Приехали.
Выползаем из гравицапы* достойно, по принципу субординации: я из кабины правой коленкой вперед выхожу, Витёк, сегодняшний мой бой-фельдшер, - с будки.
У нас с ним высокие отношения! Он ко мне: «Тёть, Наталь Владимировна, коленки ровняй, смирно!», я ему: «В будку, племяшек!»
Выползли, поползли скороходами через ступеньку на свой пятый без лифта. У него в запасе еще моих семь лет вперед, но отстает от меня на забеге, зараза! Курит потому что, как паровоз, да жопу на машине двигает постоянно из пункта А в пункт Б, как коня по шахматной доске, и спорт избегает, как случайные связи. А у меня принцип по жизни давно один: жизнь-это движение! Мал еще Витёк, неудал, чтобы эту мудрость житейскую своей лысой головой постичь.
Я уже на звонок потертый давлю, скрытый в пыли и грязи времен, что код да Винчи, а бой мой ногами все еще ступеньки четвертого этажа перебирает, как в замедленной съемке.
Пока бабка дверь скрипучую за тремя замками открывала, позвавшая нас, спасателей малибу, сама себе, без зазрения адекватного восприятия действительности на «умирает 65 лет», я успела Витька выкусить: «Ну, что, племяшек, не задохнулся в полете пролетов?»
Открыла она нам дверь, сердечная, открыла широко и гостеприимно, хоть и в состоянии, как она полагала, близкому к реанимационным мероприятиям.
А оказалась на глаз ничего - не реанимационная! Сочная, живенькая, с губками в пинке помадного ме йстрима, с устойчивой позой Ромберга, ну, и пусть, что та с налетом старческой ригидности, будет вам сто лет в обед - сами поймете, как оно там в вековом размере!..
То, что в девяносто семь лет шестьдесят пять кажутся молодильным размером, нам не привыкать: плавали-с зубами!

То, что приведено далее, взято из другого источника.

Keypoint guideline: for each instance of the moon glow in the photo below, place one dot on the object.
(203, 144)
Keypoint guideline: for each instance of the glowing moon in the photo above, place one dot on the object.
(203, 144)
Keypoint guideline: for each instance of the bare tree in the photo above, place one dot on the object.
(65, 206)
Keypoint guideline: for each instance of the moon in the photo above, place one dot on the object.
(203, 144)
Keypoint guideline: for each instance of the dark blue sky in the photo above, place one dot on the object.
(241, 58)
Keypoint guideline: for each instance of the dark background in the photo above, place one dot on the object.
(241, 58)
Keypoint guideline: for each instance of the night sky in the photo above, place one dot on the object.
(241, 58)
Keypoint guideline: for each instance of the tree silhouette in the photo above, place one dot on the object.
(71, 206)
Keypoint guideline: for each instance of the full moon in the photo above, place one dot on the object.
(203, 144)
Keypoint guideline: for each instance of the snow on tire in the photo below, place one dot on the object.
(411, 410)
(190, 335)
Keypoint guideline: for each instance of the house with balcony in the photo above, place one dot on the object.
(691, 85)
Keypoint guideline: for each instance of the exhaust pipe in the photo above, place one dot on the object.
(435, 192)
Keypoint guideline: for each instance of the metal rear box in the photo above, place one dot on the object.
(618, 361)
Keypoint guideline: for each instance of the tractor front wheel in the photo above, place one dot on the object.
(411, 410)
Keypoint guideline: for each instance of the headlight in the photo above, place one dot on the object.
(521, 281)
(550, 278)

Взмахнула руками, как птица-лебедь крыльями, беззубым ртом прошмякала :
-Какое шчастье! Ко мне приехала шкорая!
Бабке, может быть, и счастье невиданное привалило, чудо-юдо и всякие сказки, что былью стать могут, если палец правильно в дисководе переставлять - на цифры ноль и три, да только ее плюгавой, облезлой шавке хозяйкино счастье – сплошной стресс! Шавронья, рожденная в Куликовскую битву, от исполнения хозяйских желаний сплошной грустью пошла, три раза пукнула от такого набега волшебников страны «03», и чуть не поперхнулась, не захлебнулась в мочевом море-океяне, что из нее от таких неожиданностей вытек. Если бы не Витёк, безоглядно раздавивший опасность своим оранжевым чемоданом, утонула бы сердечная или захлебнулась бы в истерии страсти. Эти собачки Ноты чудо хороши как, для примера истеричности чувств. Я бы их в музей кафедры пат. Физиологии мед. института определила, и кормила бы вперед себя, по шерсти гладила, блох собственноручно вылавливала, чтобы жили вечно живым примером крайних реакций.

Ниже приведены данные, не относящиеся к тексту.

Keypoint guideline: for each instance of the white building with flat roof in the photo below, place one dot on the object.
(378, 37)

Бабка, не смотря на паспортный возраст, оказалась хороша памятью и уклюжестью артритических суставов. Вспомнила все, что было возможно: и соседа забулдыгу Иванова вспомнила, и свою молодость в раннем цветении, и даже Стравинского нам сбацала на расстроенном фоно. Так задушевно сбацала, что даже Нота забыла о женских рефлексиях в своем климактерическом возрасте и несмело подвыла своим простуженным сопрано.
Полечили бабку вниманием, растрогали своим приездом. Все остались довольны. Даже оранжевый чемодан не обиделся, что его в этот раз не расчехлили.
*
– Извините, а гравицапа – это что? – Ну, гравицапа, это то, без чего пепелац может только так летать, а с гравицапой в любую точку вселенной фьюить – за пять секунд. (с)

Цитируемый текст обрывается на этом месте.